Des pistes à explorer
Certains biomarqueurs, plus spécifiques, font quant à eux l’objet d’études expérimentales. Ainsi, le taux de citrulline sanguin, un acide aminé synthétisé par les entérocytes chez les mammifères, ou encore le niveau d’expression du gène codant pour la synthèse de la mucine par les cellules intestinales (étudié chez les poulets de chair) permettraient d’évaluer la structure et le fonctionnement de la barrière intestinale. En revanche, la mesure de la perméabilité intestinale par le ratio lactulose/mannitol dans le sang ou les urines, ou encore par le marqueur Fluoresceine isothiocyanate dextran (FITC-d), bien qu’indicative de l’intégrité de la fonction barrière de l’intestin, s’avère trop fastidieuse pour constituer un biomarqueur utilisé en pratique.
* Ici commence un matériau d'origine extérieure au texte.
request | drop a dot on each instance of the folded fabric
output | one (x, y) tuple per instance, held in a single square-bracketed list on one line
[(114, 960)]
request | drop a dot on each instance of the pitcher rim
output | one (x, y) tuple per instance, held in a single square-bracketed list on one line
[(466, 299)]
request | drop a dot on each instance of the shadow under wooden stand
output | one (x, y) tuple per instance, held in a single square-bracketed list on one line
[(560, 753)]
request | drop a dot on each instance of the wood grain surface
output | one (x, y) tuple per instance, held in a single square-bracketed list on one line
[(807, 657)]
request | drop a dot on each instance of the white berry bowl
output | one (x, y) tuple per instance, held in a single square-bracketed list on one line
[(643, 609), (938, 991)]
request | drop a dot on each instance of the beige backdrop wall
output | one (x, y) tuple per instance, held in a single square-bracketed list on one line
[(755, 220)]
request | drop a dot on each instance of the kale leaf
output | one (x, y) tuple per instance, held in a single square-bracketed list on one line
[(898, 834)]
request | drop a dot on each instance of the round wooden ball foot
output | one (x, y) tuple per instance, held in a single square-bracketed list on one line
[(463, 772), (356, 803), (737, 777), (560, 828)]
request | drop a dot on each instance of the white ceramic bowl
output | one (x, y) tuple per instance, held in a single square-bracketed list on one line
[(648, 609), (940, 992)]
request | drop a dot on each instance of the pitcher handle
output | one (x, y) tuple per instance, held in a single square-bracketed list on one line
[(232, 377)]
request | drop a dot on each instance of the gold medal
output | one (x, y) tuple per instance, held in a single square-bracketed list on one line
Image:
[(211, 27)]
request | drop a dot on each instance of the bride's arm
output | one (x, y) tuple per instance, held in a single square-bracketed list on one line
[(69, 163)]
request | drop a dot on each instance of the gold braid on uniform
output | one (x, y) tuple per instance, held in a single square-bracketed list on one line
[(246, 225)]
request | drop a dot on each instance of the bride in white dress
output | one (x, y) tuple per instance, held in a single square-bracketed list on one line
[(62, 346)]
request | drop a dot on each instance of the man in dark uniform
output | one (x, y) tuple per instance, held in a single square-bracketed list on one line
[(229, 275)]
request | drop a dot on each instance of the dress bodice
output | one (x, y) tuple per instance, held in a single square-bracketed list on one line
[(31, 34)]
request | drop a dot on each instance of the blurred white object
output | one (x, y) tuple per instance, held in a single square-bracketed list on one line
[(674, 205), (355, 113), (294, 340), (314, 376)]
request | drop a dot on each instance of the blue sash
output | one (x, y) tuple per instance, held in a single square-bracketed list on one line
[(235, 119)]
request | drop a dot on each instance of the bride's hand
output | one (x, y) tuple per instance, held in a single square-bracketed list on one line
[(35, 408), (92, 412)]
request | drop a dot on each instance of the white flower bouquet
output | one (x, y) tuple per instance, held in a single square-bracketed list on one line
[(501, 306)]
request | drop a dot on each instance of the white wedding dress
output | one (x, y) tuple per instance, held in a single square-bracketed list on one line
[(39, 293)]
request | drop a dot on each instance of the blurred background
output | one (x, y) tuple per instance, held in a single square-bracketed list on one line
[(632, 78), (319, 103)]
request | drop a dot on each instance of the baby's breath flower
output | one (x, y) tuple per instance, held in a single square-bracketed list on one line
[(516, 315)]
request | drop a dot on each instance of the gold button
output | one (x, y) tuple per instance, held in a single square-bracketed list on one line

En l’absence de synthèse endogène, les variations de concentrations sanguines en caroténoïdes (ou certains métabolites) constitueraient également un excellent indicateur de l’intégrité physique de la barrière intestinale et de l’absorption digestive : des expériences menées chez les oiseaux montrent que ces concentrations diminuent lors de coccidiose.
Par ailleurs, de nombreuses protéines, comme la lactoferrine, la myélopéroxydase ou la calprotectine, sont sécrétées dans la lumière intestinale par les leucocytes en cas d’inflammation. Excrétées dans les selles, elles pourraient être dosées de manière non invasive dans les fèces et servir de marqueurs du système immunitaire.

Le développement des biomarqueurs face aux contraintes techniques
Enfin, le microbiote, bien que difficile à évaluer, constitue une dernière composante clé. Des recherches suggèrent en effet qu’une dysbiose peut engendrer des variations des taux de neurotransmetteurs circulants, avec des répercussions sur le comportement de l’animal.  Le dosage des métabolites issus de la fermentation microbienne (métabolome) pourrait également s’avérer intéressant, bien que complexe à mettre en œuvre.
Les auteurs de cette revue concluent que le développement de biomarqueurs pertinents pour évaluer la fonction GI des animaux de rente se heurte encore à des limites technologiques (invasivité des prélèvements, lourdeur des analyses) et méthodologiques (élaborations de valeurs usuelles, difficultés d’extrapolations entre des espèces à la physiologie digestive différente).

Source : Celi P, Verlhac V, Pérez Calvo E, Schmeisser J, Kluenter A.M. Biomarkers of gastrointestinal functionality in animal nutrition and health. Animal feed science and technology (2018); doi :10.1016/j.anifeedsci.2018.07.012.